"Radio Vienna“: this is Vienna’s sound of today!
For musical outsiders, Vienna has been stereotyped with nostalgia until about one and a half years ago. “Austropop” was all too common, Falco, Marianne Mendt and Wolfgang Ambros were its most well-known artists, chanson and jazz being represented by André Heller and Oscar Klein. In contrast to Germany’s current generation of popular musicians who usually try to avoid contact to pop music or chansons of bygone decades, Viennese musical heroes of the 1970s and 1980s undergo an astonishing revival. There were several write-ups or even backbiting about “Austropop” and for a long time hardly anyone wanted to utter the “A-word” anymore. However, this seems to be reconciled. What happened? Despite prospects for commercial success, some young songwriters and bands started performing their songs with texts in Austrian dialect. Der Nino aus Wien became a new Indie-star with his decelerated poetry and the band 5/8erl in Ehr’n received the Amadeus-Award already three times for its sonic soul jazz. The retro-rock band Wanda finally captured the German-speaking countries with its morbid Viennese humor – the so-called Schmäh.

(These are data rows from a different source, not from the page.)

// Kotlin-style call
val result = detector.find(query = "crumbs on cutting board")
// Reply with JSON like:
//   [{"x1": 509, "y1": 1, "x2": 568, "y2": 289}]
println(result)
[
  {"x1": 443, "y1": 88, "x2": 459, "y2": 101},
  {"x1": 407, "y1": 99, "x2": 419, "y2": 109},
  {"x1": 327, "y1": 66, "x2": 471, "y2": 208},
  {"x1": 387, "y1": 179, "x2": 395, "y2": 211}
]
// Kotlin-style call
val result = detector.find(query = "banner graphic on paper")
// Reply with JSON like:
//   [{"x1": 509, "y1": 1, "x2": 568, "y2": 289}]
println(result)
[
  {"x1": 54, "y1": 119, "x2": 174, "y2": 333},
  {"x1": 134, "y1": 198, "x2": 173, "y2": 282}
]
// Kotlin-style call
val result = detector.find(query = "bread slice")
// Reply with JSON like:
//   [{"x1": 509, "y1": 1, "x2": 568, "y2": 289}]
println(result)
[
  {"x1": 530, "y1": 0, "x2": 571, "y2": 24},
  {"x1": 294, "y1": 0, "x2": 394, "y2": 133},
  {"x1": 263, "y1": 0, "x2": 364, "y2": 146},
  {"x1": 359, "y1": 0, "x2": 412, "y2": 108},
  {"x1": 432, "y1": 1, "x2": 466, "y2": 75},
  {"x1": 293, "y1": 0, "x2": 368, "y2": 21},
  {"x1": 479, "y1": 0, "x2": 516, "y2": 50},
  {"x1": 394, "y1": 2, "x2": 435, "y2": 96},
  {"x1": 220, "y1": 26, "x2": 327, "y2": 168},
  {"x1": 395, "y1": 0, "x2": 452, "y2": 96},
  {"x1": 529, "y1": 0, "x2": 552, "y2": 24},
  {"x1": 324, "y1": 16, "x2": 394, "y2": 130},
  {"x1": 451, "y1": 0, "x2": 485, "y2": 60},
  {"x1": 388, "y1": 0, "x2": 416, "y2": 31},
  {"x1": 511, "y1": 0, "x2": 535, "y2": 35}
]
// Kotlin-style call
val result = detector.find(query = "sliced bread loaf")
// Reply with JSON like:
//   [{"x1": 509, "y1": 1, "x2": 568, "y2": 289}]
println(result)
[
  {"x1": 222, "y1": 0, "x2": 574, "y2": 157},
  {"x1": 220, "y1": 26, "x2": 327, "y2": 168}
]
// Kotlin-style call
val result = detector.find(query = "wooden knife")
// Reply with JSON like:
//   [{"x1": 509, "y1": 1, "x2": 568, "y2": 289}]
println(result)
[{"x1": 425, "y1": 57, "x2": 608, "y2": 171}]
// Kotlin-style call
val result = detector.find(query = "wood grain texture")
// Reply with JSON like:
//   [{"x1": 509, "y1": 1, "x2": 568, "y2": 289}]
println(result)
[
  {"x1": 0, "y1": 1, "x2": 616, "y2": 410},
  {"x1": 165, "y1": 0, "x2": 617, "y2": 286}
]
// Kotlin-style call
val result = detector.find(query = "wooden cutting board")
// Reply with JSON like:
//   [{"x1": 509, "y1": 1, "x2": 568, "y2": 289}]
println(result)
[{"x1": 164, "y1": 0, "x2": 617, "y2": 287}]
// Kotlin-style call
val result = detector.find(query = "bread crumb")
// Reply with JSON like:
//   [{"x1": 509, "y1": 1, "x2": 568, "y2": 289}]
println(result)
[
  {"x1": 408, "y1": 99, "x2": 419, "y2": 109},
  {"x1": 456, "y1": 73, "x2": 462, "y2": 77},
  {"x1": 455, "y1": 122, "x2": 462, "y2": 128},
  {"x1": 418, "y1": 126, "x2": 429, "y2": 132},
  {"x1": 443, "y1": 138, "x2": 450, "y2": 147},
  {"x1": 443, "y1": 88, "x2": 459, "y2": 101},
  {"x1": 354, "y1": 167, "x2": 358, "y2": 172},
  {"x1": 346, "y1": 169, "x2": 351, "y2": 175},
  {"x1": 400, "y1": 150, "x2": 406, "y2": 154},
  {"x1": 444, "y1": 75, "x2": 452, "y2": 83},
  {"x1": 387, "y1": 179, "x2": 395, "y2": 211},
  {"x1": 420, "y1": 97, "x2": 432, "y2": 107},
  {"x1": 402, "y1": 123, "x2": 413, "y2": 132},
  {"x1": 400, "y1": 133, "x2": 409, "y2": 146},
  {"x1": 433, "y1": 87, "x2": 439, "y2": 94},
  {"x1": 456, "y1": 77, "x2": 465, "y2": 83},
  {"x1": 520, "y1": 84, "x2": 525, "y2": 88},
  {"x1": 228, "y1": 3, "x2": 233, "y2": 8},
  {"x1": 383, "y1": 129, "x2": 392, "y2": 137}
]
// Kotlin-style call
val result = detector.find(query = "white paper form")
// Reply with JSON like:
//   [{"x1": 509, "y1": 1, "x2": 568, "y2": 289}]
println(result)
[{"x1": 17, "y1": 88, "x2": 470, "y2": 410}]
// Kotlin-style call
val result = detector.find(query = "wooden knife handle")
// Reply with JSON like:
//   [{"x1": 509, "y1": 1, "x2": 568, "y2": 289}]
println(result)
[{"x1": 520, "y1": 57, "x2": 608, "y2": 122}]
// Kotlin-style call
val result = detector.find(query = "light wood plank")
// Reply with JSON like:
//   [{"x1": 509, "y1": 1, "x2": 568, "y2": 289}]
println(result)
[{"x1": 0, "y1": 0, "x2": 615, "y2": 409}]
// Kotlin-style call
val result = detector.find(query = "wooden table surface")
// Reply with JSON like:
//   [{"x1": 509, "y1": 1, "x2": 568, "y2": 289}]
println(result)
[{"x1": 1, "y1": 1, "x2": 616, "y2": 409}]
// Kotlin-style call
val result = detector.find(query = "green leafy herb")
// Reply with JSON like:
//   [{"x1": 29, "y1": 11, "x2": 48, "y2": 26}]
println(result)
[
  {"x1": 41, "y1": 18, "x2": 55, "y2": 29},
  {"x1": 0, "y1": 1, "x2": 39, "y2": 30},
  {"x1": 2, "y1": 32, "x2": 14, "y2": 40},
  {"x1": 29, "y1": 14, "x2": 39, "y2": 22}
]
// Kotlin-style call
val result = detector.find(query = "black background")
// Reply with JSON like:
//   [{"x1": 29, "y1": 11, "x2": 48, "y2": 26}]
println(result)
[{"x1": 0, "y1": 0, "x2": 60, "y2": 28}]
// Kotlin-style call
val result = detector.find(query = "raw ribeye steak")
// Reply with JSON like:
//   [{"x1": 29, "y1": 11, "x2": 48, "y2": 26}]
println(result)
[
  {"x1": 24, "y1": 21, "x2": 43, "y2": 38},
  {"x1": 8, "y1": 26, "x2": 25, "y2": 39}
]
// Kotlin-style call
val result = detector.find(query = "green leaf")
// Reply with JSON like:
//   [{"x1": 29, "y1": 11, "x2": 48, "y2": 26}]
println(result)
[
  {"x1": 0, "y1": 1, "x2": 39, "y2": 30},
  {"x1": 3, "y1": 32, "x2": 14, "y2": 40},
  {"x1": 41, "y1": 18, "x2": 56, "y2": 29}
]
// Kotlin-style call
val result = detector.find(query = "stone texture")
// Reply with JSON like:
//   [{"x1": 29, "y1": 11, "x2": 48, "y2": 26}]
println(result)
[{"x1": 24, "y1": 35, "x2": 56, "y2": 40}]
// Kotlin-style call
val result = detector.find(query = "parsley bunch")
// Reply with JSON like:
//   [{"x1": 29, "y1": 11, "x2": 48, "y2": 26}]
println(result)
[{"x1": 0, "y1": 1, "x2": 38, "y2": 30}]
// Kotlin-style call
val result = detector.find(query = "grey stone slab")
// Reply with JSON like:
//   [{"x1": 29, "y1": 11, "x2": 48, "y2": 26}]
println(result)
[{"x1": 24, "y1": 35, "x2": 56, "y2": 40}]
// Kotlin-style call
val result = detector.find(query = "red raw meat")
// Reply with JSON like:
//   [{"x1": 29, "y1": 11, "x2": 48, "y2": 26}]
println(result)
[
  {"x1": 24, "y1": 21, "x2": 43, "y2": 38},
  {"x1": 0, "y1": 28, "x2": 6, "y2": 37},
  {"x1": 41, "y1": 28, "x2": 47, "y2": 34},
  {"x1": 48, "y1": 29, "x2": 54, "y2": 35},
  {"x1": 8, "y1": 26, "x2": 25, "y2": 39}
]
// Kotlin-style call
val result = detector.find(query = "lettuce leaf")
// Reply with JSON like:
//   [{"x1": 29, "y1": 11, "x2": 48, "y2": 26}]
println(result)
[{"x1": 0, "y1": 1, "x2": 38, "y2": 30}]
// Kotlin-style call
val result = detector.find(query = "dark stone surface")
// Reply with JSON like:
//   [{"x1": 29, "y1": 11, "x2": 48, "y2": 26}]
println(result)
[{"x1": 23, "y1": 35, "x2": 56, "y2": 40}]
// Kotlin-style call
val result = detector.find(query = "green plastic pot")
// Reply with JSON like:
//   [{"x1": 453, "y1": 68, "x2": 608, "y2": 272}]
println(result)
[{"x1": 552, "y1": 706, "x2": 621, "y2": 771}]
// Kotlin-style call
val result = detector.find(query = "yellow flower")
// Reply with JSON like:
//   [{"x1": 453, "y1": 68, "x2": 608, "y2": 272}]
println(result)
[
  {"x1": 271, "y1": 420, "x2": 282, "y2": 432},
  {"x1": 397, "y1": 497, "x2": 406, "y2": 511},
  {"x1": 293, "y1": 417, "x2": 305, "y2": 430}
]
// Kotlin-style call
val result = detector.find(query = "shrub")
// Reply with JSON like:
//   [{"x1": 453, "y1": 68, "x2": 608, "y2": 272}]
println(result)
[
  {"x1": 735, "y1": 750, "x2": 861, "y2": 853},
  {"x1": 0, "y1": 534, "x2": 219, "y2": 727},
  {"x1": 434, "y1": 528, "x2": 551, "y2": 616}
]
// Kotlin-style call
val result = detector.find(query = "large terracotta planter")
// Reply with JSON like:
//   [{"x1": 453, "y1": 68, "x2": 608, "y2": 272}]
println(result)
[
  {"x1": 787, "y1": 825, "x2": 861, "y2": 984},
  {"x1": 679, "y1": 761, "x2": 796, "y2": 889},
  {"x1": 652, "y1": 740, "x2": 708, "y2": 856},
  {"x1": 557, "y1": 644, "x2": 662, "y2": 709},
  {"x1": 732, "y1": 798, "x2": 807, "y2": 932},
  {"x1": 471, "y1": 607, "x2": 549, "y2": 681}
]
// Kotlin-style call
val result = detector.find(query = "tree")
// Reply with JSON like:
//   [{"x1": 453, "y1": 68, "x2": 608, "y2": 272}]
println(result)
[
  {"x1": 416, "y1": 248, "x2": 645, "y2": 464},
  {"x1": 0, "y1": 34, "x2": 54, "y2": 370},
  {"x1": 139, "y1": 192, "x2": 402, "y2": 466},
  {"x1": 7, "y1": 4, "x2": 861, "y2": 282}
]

Unlike in the 1970s and 1980s, when Austropop regularly entered German charts, the creative music scene of today’s Vienna for long has been focusing on itself. Lacking a music industry that believes in native talents and exporting them, it became even more difficult to experience this exciting evolution outside Austria. Due to the radio program Bayern2 and the Bavarian TV and radio production “Heimatsound” – sound from home – these newcomers finally find their way to a greater audience in concert halls and radio playlists in Germany.
Never before, the spectrum of the Viennese music scene has been so colorful and multifaceted. Besides pop and rock music, the Wienerlied enjoys great popularity across all generations again. Jazz, music by songwriters, soul, blues, electronic and all the different facets of what is summed up in “worldmusic”, merge in a fascinating and virtuous way. Whether it is singer-songwriter-pop and jazz as in the case of the band Schmieds Puls or Willi Landl’s combination of chamber-music-songwriter-jazz, or soul-jazz played by 5/8erl in Ehr’n, Fatima Spar’s big band jazz, jazz and classical music Donauwellenreiter-style or Madame Baheux’s oriental jazz-world-fusion: they are all breaking down barriers and pigeon-holing outdated clichés. Martin Klein’s poetry unfolds romantic spell, the father-son duo Worried Man & Worried Boy with Nino aus Wien as well as the Lepschi Trio stand for Wiener Lied & Schmäh (the very peculiar Viennese songs and humor). International formations like Sormeh, Madame Baheux or Orges & the Ockus-Rockus Band show that traditions of other cultures have overcome their niche existence. On the contrary: they are part of a constantly growing young Viennese music family who all together experience its thriving and prospering. Everybody knows and supports one another, envy being unheard of. It seems to be a new kind of self-consciousness that takes for granted living native traditions and internationality at the same time.
“Radio Vienna” introduces adventuresome female and male artists, who are waiting in the wings. Maybe soon Vienna will become “new-Berlin”.